La guerre des nerfs

Ce que les Français redoutaient, l’officialisation de l’état épidémique sévère du pays, a donc été acté par la déclaration solennelle du président de la République, annonçant des mesures de confinement, de restrictions des libertés de circulation et de réunion, déjà anticipées ces jours derniers. Jusqu’à ce que la réalité s’impose aux yeux de tous, chacun voulait espérer que notre pays évite les mesures les plus drastiques, ce qui aurait signifié que le risque était moindre que prévu. Ce n’est pas le cas, et l’on ne peut que le constater.

Le report du 2e tour des élections municipales n’est que la conséquence logique de cette prise de conscience. Mais pas un mot de mea culpa du chef de l’état pour ne pas avoir anticipé cette situation et laissé se dérouler un scrutin qu’il savait ou aurait dû savoir tronqué à l’avance. Le président a préféré céder à son péché mignon qui consiste à faire retomber la responsabilité de ses erreurs sur les Français eux-mêmes comme on a déjà pu le voir dans la crise des gilets jaunes pour ne citer qu’elle. Cette fois-ci, il a accusé le peuple de causer sa propre perte en n’obéissant pas aux consignes et en se rendant dans les parcs. Si ceux-ci avaient été fermés sur ordre gouvernemental comme ils le sont désormais, les familles n’y seraient pas allées. Selon Emmanuel Macron, nous serions en guerre. Je ne suis pas sûr que le mot soit bien choisi. Surtout quand l’entourage du chef de l’état cite fautivement le Front populaire en parlant « d’esprit de jouissance », une expression utilisée en réalité par le Maréchal Pétain pour expliquer la défaite de 1940.
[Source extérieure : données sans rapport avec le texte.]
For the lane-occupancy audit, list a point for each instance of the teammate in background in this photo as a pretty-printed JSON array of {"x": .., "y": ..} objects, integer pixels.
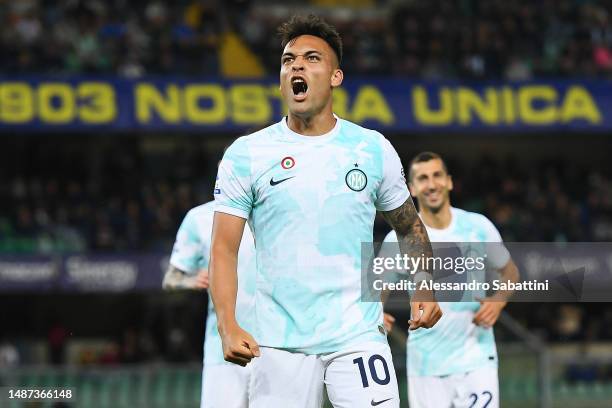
[
  {"x": 455, "y": 363},
  {"x": 310, "y": 186},
  {"x": 224, "y": 385}
]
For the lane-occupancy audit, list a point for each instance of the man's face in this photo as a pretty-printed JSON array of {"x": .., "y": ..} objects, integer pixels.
[
  {"x": 430, "y": 184},
  {"x": 309, "y": 71}
]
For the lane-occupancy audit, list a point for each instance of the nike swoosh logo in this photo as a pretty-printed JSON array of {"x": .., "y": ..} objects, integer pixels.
[{"x": 273, "y": 183}]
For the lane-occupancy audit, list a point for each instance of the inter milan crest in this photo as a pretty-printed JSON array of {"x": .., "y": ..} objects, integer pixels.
[
  {"x": 356, "y": 179},
  {"x": 287, "y": 162}
]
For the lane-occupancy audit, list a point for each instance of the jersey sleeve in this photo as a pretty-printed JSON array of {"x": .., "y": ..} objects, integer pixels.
[
  {"x": 188, "y": 252},
  {"x": 497, "y": 253},
  {"x": 233, "y": 192},
  {"x": 393, "y": 191}
]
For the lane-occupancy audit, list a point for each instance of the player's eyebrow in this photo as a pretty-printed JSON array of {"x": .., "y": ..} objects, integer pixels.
[{"x": 304, "y": 54}]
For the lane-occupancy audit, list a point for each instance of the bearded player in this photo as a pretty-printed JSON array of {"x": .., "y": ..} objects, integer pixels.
[{"x": 455, "y": 363}]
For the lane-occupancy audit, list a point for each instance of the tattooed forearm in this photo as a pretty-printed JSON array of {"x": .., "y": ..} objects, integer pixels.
[
  {"x": 177, "y": 279},
  {"x": 411, "y": 233}
]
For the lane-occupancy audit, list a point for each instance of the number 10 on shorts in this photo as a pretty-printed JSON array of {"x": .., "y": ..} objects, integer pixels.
[{"x": 372, "y": 368}]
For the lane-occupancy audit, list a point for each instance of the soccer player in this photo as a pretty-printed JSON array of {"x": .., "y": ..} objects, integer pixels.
[
  {"x": 455, "y": 363},
  {"x": 310, "y": 186},
  {"x": 224, "y": 385}
]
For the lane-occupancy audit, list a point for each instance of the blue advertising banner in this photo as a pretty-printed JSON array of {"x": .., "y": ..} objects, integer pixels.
[{"x": 208, "y": 104}]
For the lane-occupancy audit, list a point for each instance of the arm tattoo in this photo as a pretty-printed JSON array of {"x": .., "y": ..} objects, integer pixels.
[
  {"x": 177, "y": 279},
  {"x": 411, "y": 232}
]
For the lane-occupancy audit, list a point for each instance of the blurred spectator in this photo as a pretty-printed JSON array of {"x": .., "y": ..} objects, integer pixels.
[
  {"x": 435, "y": 39},
  {"x": 9, "y": 355},
  {"x": 126, "y": 206}
]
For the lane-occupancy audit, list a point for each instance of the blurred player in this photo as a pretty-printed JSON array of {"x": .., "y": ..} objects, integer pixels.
[
  {"x": 310, "y": 186},
  {"x": 224, "y": 385},
  {"x": 455, "y": 363}
]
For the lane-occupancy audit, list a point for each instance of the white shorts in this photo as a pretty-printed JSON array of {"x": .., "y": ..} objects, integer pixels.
[
  {"x": 225, "y": 386},
  {"x": 475, "y": 389},
  {"x": 359, "y": 376}
]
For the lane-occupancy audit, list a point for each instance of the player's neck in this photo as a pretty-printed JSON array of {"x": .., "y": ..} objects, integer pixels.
[
  {"x": 315, "y": 125},
  {"x": 439, "y": 220}
]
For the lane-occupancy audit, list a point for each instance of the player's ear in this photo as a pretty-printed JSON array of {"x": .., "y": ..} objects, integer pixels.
[
  {"x": 337, "y": 77},
  {"x": 411, "y": 189}
]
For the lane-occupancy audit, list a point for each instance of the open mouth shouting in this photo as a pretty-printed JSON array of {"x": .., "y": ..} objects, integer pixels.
[{"x": 300, "y": 87}]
La dernière fois que la comparaison avec une guerre a été utilisée, c’est au moment du Bataclan et des attentats terroristes. Là du moins pouvait-on identifier un ennemi reconnu que l’on pouvait combattre. Rien de comparable avec un virus pouvant être véhiculé par ses proches. La porte ouverte à un rejet de l’autre, quel qu’il soit, et en particulier l’étranger, celui qui n’appartient pas à l’espace Schengen, ou à la France, ou à la région, et bientôt au quartier. Pain béni pour un Rassemblement national à l’affût. On comprend aisément pourquoi Emmanuel Macron a choisi la comparaison militaire. C’est d’abord parce que la discipline fait la force principale d’une armée, et que l’autorité du chef ne se discute pas, spécialement en temps de guerre. D’autant plus pratique quand on a besoin de redorer un blason fortement terni par une gestion partisane des affaires du pays. Reste à savoir si les Français comprendront les consignes. L’intendance a été confiée au ministre de l’Intérieur, dont la clarté est loin de constituer la qualité principale.